L’homme semble supporter la nouvelle tyrannie, mais au fond de lui il y a une rébellion qui explose soudainement, non pas avec une « violence créatrice » (Sorel, Mussolini), mais avec une petite et mesquine violence domestique, qui conduit inévitablement à l’anéantissement du symbole de l’usurpation, – ce qui est qualifié de féminicide, et qui est généralement précédé de coups, de fouets et de siège psychologique. La femme, transformée en dominatrice, provoque une réaction de brutalité machiste, étant donné que la virilité transcendante, ordonnatrice, patriarcale et cosmique a été perdue, en grande partie par la faute de l’homme lui-même, incapable de faire revivre dans son être, le sens héroïque et la domination du plaisir indompté.

Il est clair que la famille nucléaire, monogame, chrétienne-galiléenne-démocratique, est dans un processus d’entropie irrémédiablement accéléré. Une forme de relation fallacieuse et égalitaire, déterminée par des anti-valeurs, a été épuisée. La femme ne peut admirer en l’homme les vertus du guerrier et du créateur, elle voit en lui un singe de Dieu, ou un serviteur du Diable, et paradoxalement, elle devient un mythe de l’homme, du « dernier homme » dont parle Nietzsche : « celui qui est si méprisable qu’il est incapable de se mépriser lui-même ». Cet homme, méchant jusque dans ses vices, englué dans la crasse quotidienne de sa vie, recourt soudain, de manière inopportune, à la force animale, dans laquelle sa recherche désespérée de compensation est hilarante, et en même temps dramatique.

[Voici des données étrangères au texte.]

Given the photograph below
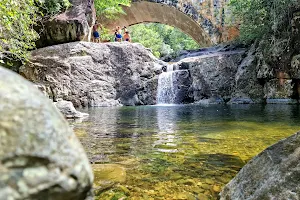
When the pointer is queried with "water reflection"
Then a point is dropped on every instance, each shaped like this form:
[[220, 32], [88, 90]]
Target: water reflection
[[166, 137], [182, 152]]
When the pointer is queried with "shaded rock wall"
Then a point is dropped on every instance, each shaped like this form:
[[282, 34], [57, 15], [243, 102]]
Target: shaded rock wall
[[40, 156], [91, 74], [73, 25]]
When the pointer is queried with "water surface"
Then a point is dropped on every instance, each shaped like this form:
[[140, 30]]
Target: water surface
[[180, 152]]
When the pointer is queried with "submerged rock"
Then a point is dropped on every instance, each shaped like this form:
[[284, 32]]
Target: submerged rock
[[273, 174], [107, 175], [91, 74], [40, 156]]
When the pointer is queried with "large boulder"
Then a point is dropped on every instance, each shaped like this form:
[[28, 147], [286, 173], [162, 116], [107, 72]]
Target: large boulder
[[40, 156], [73, 25], [273, 174], [213, 75], [92, 74], [68, 110], [247, 88]]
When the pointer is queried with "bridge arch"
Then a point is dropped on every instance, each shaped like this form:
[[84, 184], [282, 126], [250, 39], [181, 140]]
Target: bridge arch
[[183, 16]]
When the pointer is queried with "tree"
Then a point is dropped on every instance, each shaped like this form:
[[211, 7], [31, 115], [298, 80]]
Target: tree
[[260, 17], [17, 19]]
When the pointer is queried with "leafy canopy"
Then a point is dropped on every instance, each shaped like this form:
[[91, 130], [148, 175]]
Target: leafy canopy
[[260, 17], [17, 20]]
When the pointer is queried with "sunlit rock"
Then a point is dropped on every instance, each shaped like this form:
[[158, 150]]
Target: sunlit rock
[[40, 156], [91, 74]]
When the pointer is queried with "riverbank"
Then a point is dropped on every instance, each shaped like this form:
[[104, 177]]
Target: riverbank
[[125, 74]]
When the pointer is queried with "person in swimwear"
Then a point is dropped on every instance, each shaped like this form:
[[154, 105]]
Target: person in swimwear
[[118, 34], [96, 34], [127, 36]]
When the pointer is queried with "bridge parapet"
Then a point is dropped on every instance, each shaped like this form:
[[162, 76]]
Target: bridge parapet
[[203, 20]]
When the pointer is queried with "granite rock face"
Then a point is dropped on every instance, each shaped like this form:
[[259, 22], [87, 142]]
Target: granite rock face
[[91, 74], [68, 110], [40, 156], [273, 174], [73, 25]]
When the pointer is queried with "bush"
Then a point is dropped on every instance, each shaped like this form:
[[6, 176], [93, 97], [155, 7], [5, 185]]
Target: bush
[[260, 18]]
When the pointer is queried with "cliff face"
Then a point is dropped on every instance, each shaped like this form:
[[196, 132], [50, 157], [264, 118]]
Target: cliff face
[[91, 74]]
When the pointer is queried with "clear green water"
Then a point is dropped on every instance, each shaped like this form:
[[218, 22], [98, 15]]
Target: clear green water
[[179, 152]]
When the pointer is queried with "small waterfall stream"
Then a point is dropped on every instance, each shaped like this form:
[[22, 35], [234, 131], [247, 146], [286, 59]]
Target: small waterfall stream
[[172, 86]]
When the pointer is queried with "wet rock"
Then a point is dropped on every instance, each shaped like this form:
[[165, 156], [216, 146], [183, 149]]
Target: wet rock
[[202, 197], [278, 89], [247, 87], [210, 101], [90, 74], [68, 110], [273, 174], [40, 156], [213, 74], [295, 67]]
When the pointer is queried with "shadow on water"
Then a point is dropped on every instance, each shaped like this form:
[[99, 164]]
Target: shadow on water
[[181, 152]]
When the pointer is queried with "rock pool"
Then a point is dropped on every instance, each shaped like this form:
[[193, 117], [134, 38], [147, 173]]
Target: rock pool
[[178, 152]]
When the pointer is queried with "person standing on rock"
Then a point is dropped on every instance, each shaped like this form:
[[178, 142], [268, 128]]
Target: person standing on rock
[[96, 34], [118, 34], [127, 36]]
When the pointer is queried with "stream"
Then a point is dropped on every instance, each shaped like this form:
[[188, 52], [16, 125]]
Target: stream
[[179, 151]]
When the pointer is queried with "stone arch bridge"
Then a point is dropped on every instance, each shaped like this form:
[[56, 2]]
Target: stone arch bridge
[[203, 20]]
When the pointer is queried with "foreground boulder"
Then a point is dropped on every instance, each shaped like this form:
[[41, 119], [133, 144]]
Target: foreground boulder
[[91, 74], [40, 157], [273, 174]]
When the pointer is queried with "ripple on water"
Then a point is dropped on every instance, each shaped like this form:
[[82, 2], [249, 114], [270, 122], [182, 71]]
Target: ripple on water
[[180, 152]]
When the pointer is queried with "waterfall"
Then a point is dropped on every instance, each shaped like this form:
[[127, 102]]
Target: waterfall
[[165, 90], [172, 86]]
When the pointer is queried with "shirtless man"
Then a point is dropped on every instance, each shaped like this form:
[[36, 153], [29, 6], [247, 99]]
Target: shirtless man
[[96, 34]]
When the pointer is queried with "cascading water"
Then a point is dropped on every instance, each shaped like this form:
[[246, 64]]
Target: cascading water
[[172, 86], [165, 90]]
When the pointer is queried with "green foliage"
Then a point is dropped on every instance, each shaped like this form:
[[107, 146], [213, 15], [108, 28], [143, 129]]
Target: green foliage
[[16, 28], [51, 7], [110, 8], [260, 17], [162, 39], [17, 19]]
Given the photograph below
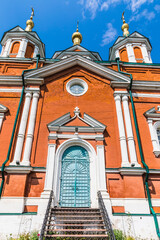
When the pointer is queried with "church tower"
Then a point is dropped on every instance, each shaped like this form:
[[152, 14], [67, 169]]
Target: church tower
[[133, 47], [20, 43]]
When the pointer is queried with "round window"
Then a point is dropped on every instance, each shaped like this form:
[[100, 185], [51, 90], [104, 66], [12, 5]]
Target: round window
[[77, 87]]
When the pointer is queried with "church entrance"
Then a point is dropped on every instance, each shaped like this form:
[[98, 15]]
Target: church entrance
[[75, 178]]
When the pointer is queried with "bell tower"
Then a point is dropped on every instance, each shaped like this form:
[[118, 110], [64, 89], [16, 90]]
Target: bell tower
[[133, 47], [20, 43]]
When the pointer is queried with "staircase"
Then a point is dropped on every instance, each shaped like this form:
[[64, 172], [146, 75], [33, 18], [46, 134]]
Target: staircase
[[75, 223]]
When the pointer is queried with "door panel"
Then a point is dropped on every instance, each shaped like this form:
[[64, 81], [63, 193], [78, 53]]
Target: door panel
[[75, 178]]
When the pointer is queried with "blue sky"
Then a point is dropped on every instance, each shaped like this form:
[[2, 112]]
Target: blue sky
[[99, 22]]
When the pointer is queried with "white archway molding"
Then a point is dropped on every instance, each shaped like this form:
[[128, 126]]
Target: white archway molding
[[94, 175]]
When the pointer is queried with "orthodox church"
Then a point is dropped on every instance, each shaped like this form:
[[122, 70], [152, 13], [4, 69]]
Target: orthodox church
[[79, 135]]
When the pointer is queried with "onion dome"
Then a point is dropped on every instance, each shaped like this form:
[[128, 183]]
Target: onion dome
[[77, 37], [125, 27], [30, 23]]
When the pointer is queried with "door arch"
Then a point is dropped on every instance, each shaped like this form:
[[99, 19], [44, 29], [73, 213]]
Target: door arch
[[75, 178]]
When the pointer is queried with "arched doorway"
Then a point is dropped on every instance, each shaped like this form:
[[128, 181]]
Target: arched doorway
[[75, 178]]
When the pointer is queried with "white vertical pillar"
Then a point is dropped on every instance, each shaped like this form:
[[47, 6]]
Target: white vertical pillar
[[146, 57], [153, 135], [36, 50], [130, 138], [1, 119], [48, 186], [22, 129], [101, 168], [7, 48], [130, 52], [30, 132], [22, 48], [117, 55], [122, 136]]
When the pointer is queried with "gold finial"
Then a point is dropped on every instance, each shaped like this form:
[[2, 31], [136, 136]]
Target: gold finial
[[76, 36], [125, 27], [30, 23]]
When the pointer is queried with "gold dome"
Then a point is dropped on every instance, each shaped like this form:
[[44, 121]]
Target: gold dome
[[30, 23], [76, 37], [125, 27]]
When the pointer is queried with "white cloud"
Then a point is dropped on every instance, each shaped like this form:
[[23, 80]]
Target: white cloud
[[145, 13], [109, 35], [92, 6], [157, 8]]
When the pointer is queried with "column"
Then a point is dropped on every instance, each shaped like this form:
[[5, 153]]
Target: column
[[130, 138], [30, 132], [130, 52], [153, 136], [36, 50], [48, 186], [7, 48], [101, 168], [145, 54], [22, 130], [122, 136], [117, 54], [1, 119], [22, 48]]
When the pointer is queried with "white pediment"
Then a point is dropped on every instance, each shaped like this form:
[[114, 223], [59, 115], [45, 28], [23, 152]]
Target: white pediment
[[3, 109], [91, 124], [64, 64]]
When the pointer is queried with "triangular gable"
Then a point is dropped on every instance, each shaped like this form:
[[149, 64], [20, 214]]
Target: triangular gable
[[3, 109], [89, 124], [153, 112], [96, 68], [77, 49]]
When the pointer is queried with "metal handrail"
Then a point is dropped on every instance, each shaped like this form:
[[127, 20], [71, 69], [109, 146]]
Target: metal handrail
[[46, 216], [106, 219]]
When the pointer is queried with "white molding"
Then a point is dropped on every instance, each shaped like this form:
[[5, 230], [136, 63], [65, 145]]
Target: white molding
[[129, 131], [30, 132], [97, 137], [122, 135], [78, 60], [22, 129], [79, 82], [94, 174]]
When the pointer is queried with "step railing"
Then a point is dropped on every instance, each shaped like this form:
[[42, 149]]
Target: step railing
[[41, 237], [106, 218]]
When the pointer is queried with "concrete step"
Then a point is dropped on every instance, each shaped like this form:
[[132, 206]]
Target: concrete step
[[83, 237]]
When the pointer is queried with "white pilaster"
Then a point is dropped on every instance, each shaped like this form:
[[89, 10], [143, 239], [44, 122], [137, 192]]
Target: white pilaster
[[101, 168], [153, 136], [117, 55], [22, 129], [36, 50], [130, 138], [130, 52], [22, 48], [30, 132], [146, 56], [122, 136], [7, 48], [1, 119], [50, 167]]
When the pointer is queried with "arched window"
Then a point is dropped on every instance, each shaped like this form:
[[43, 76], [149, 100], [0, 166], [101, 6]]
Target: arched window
[[29, 50], [138, 54], [123, 55], [14, 49]]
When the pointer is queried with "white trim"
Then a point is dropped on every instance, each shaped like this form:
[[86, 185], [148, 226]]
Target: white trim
[[122, 135], [93, 170], [130, 137], [30, 132], [22, 129], [79, 82]]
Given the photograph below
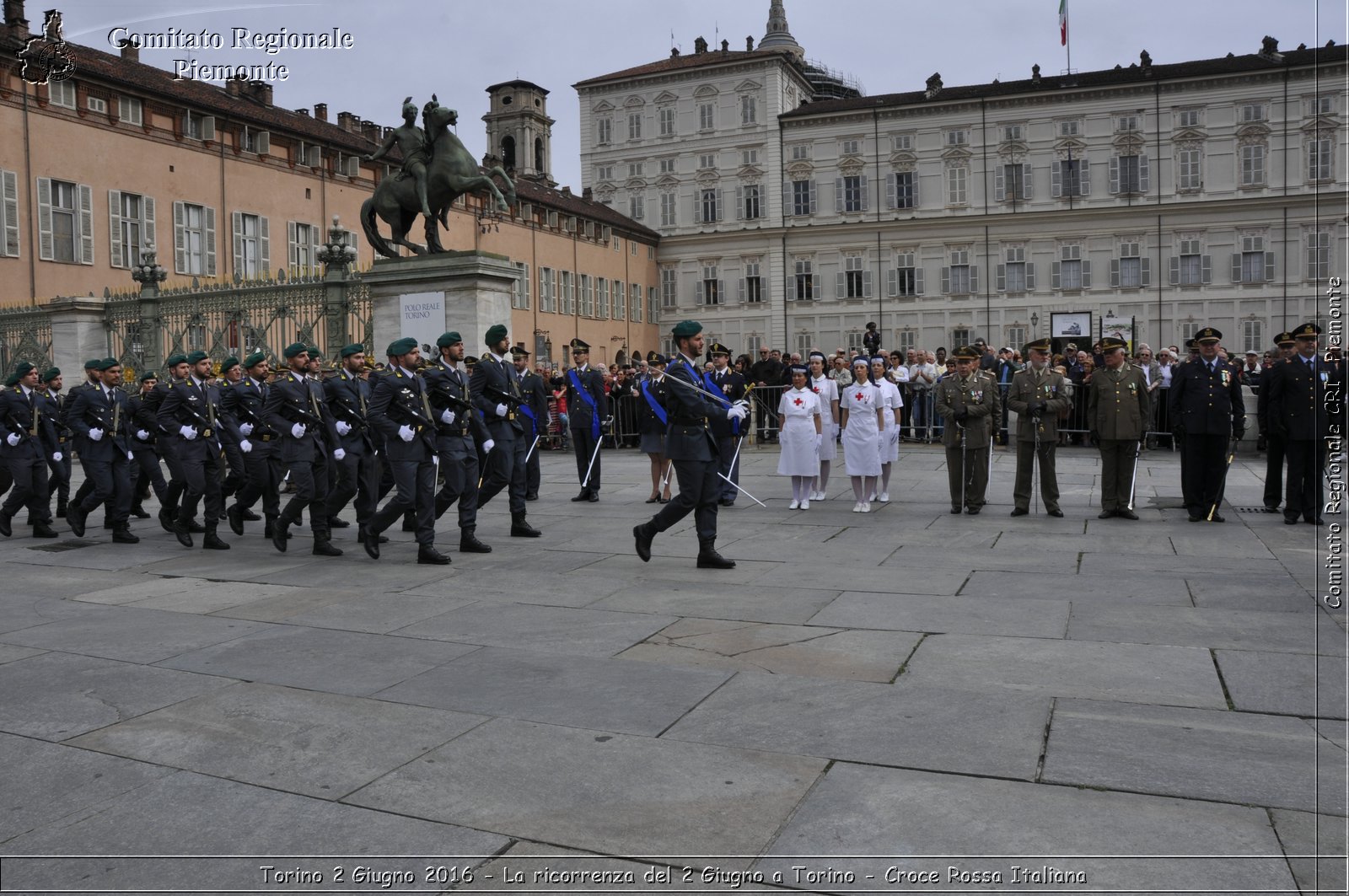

Il n’y a pas de résurrection intérieure, pas de concentration de la volonté de puissance, pour le purifier et le sortir de sa prostration. Anesthésié, somnambule, impuissant, il traverse la vie en brandissant la dague, qu’il plonge une nuit fatidique dans sa propre âme. Le féminicide, dans la grande majorité des cas, est la confession d’une dévirilisation intime, et seulement exceptionnellement, un art pour les esprits supérieurs, qui peuvent engendrer à partir du sang l’esthétique de la mort, ou la dévotion sacrificielle à la Sainte Mort par amour. Cela indique catégoriquement que la civilisation actuelle est incurable, alors avec Ezra Pound, nous demandons seulement : « une nouvelle civilisation ».


Publié à l’origine dans le numéro 74-75 de la « Ciudad de los Césares », en 2005. Traduction Raffaello Bellino.